Well, if you're one of the 2 people that read my last set of blog articles, Restringing a Racket with Haskell, you'll know that Alex is attempting to branch out from the ancient esoteric art of Emacs Lisp hacking to learn the well-mannered sport of Racket. I, on the other hand, am trying to steer him towards the abyss. As Oliver Wendell Holmes once said, "The mind, once expanded to the dimensions of larger ideas, never returns to its original size." Here's to Alex with a big head!
Now last time I made a wild and unsubstantiated claim that Haskell makes me a better programmer, and then proceeded to show you a bunch of boring bits about trying to get a silly HTML microdata extractor to work. Well, this time, you'll be happy to know that I'm going to stand by my claim, and likewise go on to bore you with the likes of foreign functions and lazy IO. Why am I wasting your time, you ask? First, you're the one chosing to read this!

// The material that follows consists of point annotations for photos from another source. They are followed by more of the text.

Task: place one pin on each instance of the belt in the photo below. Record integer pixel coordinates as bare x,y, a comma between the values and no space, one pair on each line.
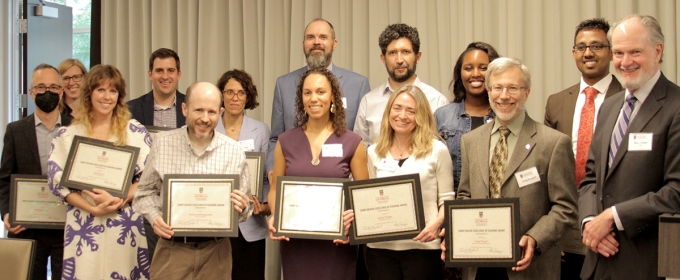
194,239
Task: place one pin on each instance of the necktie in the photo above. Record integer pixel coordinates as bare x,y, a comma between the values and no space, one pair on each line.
585,133
621,127
498,163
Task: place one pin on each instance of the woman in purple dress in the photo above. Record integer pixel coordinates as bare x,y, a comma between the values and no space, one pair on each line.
319,125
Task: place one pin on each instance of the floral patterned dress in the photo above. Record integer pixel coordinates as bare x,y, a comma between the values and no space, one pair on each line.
112,246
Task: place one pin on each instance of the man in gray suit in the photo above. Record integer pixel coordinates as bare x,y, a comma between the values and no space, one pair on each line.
318,44
572,111
633,169
515,156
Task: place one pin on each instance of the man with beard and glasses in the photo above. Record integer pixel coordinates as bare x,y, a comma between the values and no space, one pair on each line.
192,149
25,151
633,168
318,44
400,47
572,111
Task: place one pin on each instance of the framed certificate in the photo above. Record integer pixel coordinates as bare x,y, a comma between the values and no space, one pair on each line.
309,208
32,204
388,208
482,232
200,205
255,162
93,163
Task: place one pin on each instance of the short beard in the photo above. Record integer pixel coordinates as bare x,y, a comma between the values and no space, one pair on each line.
318,61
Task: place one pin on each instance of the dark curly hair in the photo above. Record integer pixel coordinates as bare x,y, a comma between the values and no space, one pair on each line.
337,118
456,86
396,31
592,24
246,82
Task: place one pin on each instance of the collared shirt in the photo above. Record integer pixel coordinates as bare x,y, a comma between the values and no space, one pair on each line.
373,104
515,128
44,138
641,94
601,86
173,153
165,116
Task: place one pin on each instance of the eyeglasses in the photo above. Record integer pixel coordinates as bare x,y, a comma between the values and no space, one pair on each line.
43,88
76,78
593,47
512,89
230,94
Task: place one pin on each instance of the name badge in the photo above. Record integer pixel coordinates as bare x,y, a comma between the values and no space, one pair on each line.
640,141
331,150
387,165
527,177
247,145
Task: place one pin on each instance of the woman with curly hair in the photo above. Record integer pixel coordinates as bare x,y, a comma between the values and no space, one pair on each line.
320,121
104,236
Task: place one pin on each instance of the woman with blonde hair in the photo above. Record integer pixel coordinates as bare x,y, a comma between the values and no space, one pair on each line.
409,143
72,72
104,236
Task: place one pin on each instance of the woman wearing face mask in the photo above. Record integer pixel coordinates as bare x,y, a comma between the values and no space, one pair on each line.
320,121
104,236
72,72
470,107
239,93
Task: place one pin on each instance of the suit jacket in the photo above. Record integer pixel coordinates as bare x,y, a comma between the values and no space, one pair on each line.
353,85
560,108
20,154
256,227
641,184
547,208
142,109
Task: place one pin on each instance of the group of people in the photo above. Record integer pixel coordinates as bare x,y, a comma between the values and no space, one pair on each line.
590,182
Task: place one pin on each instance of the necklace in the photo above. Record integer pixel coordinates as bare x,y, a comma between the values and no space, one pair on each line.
316,161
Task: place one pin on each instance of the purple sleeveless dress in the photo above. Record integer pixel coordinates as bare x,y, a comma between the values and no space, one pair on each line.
317,259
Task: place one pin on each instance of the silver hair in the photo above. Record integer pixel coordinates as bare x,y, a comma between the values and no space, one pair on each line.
502,64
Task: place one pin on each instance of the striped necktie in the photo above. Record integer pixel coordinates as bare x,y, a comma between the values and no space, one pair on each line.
621,127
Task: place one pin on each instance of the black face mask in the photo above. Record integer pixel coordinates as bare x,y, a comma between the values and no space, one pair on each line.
47,101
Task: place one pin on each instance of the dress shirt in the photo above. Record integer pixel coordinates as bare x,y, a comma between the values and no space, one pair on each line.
172,153
601,86
372,107
44,138
515,128
165,116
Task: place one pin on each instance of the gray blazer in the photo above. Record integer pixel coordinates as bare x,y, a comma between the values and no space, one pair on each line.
254,228
641,184
547,208
354,87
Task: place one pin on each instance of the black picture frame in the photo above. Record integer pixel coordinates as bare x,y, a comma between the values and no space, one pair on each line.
452,210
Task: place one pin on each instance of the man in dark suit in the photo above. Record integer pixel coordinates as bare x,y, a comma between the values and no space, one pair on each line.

Second, we've got to learn a little bit of the Haskell landscape before the rockinghorse people can get down to gnashing those marshmallow pies. So if I can get Alex, or anyone else out there in the studio audience over the initial hurdle, I've done my bit.
So this time, I was tossed a comic book archive file (.cbz) and told that our goal was to create a little web app that displays the comic book pages. Along with this, I was given the following bit of Racket foreign function interface to libarchive, a nifty little package developed by another friend of ours, Tim, for reading all sorts of archive formats.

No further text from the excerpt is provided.